Di zaman yang begitu cepatnya informasi terserap ini, manusia menjadi semakin senang mengumpulkan banyak hal. Mengumpulkan maklumat, pengetahuan, kabar, info dan ilmu. Betapa banyak maklumat telah menghampiri fikiran kita dan betapa banyak pula ia terlewatkan begitu saja! Sungguh banyak pembahasan dan penelitian, namun ternyata sang pembahas dan sang peneliti tidak memaknai bahasan dan yang diteliti. Karena apa? Karena tujuan awalnya bukan untuk mengamalkan, melainkan sekadar mengumpulkan!

Nabi Shallallahu alaihi wa Sallam bersabda: 

خصلتان لا يجتمعان في منافق حسن سمت وفقه في الدين

"Dua sifat yang takkan berkumpul dalam diri seorang munafik: Baiknya jalan [manhaj] dan Fiqh dalam agama." [H.R. Tirmidzy no. 2685, beliau berkata: Hadits ini Gharib. Ibnul Qayyim mengomentari sanad hadits ini: "Fiihi Jahaalah", namun beliau menetapkan bahwa makna hadits ini benar. Syaikh Ali Hasan Al-Halaby telah men-takhrij hadits ini secara terperinci sehingga beliau menghasankannya, dalam risalah beliau "Al-Arba'uun Hadiitsan fi Asy-Syakhshiyyat Al-Islaamiyyah" no. 22. Lihat: Miftaah Daar As-Sa'adah, 1/283-284.]

Ibnul Qayyim berkata:

فجعل الفقه في الدين منافيا للنفاق بل لم يكن السلف يطلقون اسم الفقه الاعلى العلم الذي يصحبه العمل 

"Maka beliau [Rasulullah] menjadikan Fiqh dalam beragama sebagai penafian dan peniadaan terhadap kemunafikan. Bahkan TIDAK ADA di antara kaum salaf yang memutlakkan nama 'Fiqh' kecuali atas ilmu yang beriringan dengan amalan." [Miftaah Daar As-Sa'aadah: 1/319]

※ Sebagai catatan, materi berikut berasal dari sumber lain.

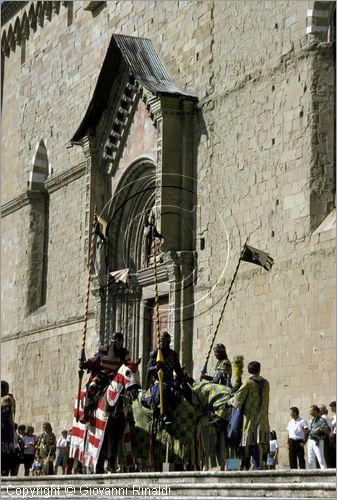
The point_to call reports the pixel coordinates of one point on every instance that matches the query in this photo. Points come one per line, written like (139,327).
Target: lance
(85,324)
(159,358)
(248,254)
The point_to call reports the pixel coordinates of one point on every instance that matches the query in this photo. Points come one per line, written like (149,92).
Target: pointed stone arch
(321,20)
(135,194)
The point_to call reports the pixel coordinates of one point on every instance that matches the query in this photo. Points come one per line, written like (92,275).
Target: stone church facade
(215,118)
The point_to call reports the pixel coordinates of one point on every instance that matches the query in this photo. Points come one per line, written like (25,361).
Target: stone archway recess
(132,72)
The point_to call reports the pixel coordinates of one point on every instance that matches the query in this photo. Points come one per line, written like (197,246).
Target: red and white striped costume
(87,439)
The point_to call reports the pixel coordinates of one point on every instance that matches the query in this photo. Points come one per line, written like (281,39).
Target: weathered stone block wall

Di sini, insya Allah kita dapat memahami sebuah kesimpulan penting bahwa dalam syariat, hakekatnya gelar dan sebutan Faqih itu hanya berhak disandang oleh orang-orang yang berilmu dan mengaplikasikan keilmuannya bagi dirinya. Ini adalah perkara berat dan semakin berat dilakukan di zaman sekarang. Betapa tidak terhitungnya pelajar ilmu Syariah, namun apakah benar kesemuanya berhak disebut sebagai Fuqaha hanya karena mereka mencari ilmu dan mengumpulkannya semata!?

Terlebih, bagaimana dengan kita [dan semoga bukanlah kita!] yang mencari dan mengumpulkan ilmu demi meninggikan derajat diri di atas manusia dan menginjak kehormatan orang-orang jahil!?

Kita tahu jawabannya. Semoga Allah merizkikan kita amal saleh. Aamiin.